I do not see any wifi scans in the journal around the time of the failures. (In fact, I don’t see any wifi scans at all since March 20 – we were having some network trouble at my house that day so it’s possible that has since resolved and now it’s connected steadily.)

Any ideas on where to look next? We’re at a loss for what else to do to debug this and could definitely use some help.

Thanks,

Adam

Hi, thanks for the comprehensive explanation above. It is specially useful to know it can be easily replicated on the hostOS. I suspect a driver problem and it would be useful to reproduce on a Variscite development kit running the same kernel version than BalenaOS. Do you have a Variscite development kit for this board?

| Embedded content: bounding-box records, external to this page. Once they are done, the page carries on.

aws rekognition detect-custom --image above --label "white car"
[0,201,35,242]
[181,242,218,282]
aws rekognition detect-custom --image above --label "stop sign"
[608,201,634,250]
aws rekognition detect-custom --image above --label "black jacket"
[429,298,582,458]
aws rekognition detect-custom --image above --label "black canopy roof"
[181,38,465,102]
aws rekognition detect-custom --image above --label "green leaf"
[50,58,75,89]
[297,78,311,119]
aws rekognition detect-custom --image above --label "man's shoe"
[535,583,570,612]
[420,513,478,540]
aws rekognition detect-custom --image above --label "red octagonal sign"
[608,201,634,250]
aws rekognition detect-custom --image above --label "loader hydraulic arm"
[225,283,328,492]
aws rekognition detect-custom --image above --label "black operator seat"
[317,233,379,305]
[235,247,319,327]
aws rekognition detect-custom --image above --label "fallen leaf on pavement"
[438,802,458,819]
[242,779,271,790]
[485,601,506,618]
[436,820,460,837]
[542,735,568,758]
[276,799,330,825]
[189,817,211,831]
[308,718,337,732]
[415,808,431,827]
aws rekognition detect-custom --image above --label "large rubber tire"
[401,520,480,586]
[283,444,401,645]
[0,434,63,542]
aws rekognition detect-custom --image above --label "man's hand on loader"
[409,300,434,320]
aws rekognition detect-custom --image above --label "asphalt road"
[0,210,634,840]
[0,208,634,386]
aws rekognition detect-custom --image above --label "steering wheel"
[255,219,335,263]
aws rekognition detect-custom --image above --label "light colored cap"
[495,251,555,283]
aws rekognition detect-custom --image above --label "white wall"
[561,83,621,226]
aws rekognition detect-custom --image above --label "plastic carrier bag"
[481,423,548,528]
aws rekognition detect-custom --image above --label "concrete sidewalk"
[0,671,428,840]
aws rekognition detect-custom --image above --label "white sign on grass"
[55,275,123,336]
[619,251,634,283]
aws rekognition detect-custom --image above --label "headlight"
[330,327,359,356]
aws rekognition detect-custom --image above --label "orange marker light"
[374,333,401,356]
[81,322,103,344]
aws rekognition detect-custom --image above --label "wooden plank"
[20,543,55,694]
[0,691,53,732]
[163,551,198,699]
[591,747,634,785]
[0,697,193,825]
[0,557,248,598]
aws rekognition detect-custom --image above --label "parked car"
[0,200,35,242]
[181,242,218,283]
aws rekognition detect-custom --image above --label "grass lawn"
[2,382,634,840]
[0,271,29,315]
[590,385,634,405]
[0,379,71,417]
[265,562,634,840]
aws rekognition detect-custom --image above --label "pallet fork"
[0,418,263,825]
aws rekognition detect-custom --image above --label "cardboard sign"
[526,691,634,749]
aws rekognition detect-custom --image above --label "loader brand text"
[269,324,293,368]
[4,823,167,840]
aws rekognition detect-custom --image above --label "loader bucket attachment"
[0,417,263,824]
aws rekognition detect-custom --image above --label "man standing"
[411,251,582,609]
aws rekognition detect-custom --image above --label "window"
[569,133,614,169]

We do have that. Can you identify the exact kernel version that you are using in BalenaOS so we make sure we’re doing the right thing?

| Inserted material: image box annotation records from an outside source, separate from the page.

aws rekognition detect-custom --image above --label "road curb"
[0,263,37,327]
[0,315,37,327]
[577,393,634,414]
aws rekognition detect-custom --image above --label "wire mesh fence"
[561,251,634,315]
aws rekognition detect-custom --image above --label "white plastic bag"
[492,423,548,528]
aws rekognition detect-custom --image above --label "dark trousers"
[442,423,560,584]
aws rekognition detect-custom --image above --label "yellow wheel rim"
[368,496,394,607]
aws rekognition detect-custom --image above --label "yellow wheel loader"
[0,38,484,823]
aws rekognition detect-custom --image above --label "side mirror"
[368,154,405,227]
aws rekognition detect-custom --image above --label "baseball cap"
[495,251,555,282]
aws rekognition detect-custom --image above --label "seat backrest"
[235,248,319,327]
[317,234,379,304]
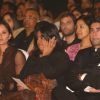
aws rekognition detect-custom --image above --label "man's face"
[90,22,100,48]
[94,2,100,17]
[60,16,75,36]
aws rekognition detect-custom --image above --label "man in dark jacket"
[69,18,100,100]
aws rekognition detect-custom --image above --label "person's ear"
[9,34,12,40]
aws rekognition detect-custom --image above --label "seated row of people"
[0,13,100,100]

Hi, could you please confirm whether your board is a Variscite DART-MX8M or a Variscite DART-MX8M Mini? As fas as I can tell only the Variscite DART-MX8M Mini has a 2.71.3+rev1 release in production. In that case, the kernel version is 4.19.35.

Please let us know if that is not the board you are using.

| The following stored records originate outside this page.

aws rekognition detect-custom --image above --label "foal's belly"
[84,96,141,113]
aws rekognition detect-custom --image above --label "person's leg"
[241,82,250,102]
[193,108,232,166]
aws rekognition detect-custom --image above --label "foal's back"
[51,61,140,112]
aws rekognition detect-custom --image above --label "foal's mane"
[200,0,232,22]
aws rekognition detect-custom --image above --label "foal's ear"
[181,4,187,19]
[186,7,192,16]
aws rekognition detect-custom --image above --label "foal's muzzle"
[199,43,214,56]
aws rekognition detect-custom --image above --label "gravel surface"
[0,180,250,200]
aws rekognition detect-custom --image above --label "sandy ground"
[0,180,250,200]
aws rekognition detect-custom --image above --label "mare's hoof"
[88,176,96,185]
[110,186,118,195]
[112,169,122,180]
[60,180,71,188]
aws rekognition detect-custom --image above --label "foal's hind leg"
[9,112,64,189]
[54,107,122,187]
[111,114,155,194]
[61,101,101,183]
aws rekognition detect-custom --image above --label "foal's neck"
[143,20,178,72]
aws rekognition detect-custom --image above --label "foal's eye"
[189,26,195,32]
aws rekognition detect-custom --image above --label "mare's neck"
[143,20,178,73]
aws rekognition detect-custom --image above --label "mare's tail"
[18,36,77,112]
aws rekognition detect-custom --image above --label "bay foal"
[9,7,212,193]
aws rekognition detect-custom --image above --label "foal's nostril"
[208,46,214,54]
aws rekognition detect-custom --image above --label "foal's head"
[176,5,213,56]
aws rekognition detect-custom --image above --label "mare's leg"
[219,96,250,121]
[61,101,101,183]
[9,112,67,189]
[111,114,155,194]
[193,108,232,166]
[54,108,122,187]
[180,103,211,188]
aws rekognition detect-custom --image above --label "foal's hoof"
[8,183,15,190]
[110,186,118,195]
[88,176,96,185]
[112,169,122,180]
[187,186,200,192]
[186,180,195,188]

We are using the MX8M-mini.

We ran a test using the Variscite recovery image that has kernel version 4.19.35. We ran this test on our device instead of the Variscite development kit to avoid changing two variables at once.

Confirming the kernel version:
root@imx8mm-var-dart:~# uname -r 4.19.35-imx8mm+g8aeff32a1a1f

Just as @adamshapiro0 did above, I ran the following:
stty -F /dev/ttymxc2 1500000 cs8 -brkint -icrnl -imaxbel -opost -isig -icanon -iexten -echo

And loaded the 1 CPU with this command in another session:
while : ; do : ; done

After 12 hours of running, I’m unable to replicate the same issue we saw repeatedly on the Balena based BSP.

I’m open to suggestions on what to try next. One idea we had to try shutting down all Balena services on Balena’s BSP, but we’d need some assistance in how to do that properly.

@adamshapiro0 are you using the MX8M-Mini too or the MX8M as you mentioned in the ticket you raised here?

@anathan84 you can either stop all containers from the dashboard or temporarily move your device to another empty application, one that has no releases pushed.

@acostach all of our devices are MX8M-Mini, that was a typo above.

Trial 3 from my note last week was as you suggested: I stopped all of our containers in the dashboard and ran both cat and the dummy CPU load from the host OS. We have not tried an empty application, but can do that too.

Since I already tested with no containers running though, we were wondering if it might be caused by an interaction with the supervisor or some other Balena service that we can’t stop from the dashboard. That’s what @anathan84 was curious about - how to stop the supervisor and anything else that might be running in the background.

Thanks for confirming @adamshapiro0. You can stop any service with systemctl but I don’t think stopping the supervisor will have any impact.

I’ve started running tests on our side with the MX8M Mini Devkit and the 2.71.3 image. So far it’s been running for almost 4 hours and transferred about 1.1G. Hasn’t failed yet but will let it run until it fails.

Ok, that sounds good. I’m running my device again the same way as before with all containers shut down to replicate it again. After that I’ll try moving it to an empty application.

Replicated after ~1.5 hours (not sure when it stopped exactly), ~56 MB collected. Will try an empty application next.

Edit: ~30 minutes assuming 56 MB @ ~33 kB/s.

Confirmed: empty application stopped updating after ~5 minutes (16 MB @ ~33kB/s).

FYI I ran it again with the empty application and it died after ~an hour (~124 MB).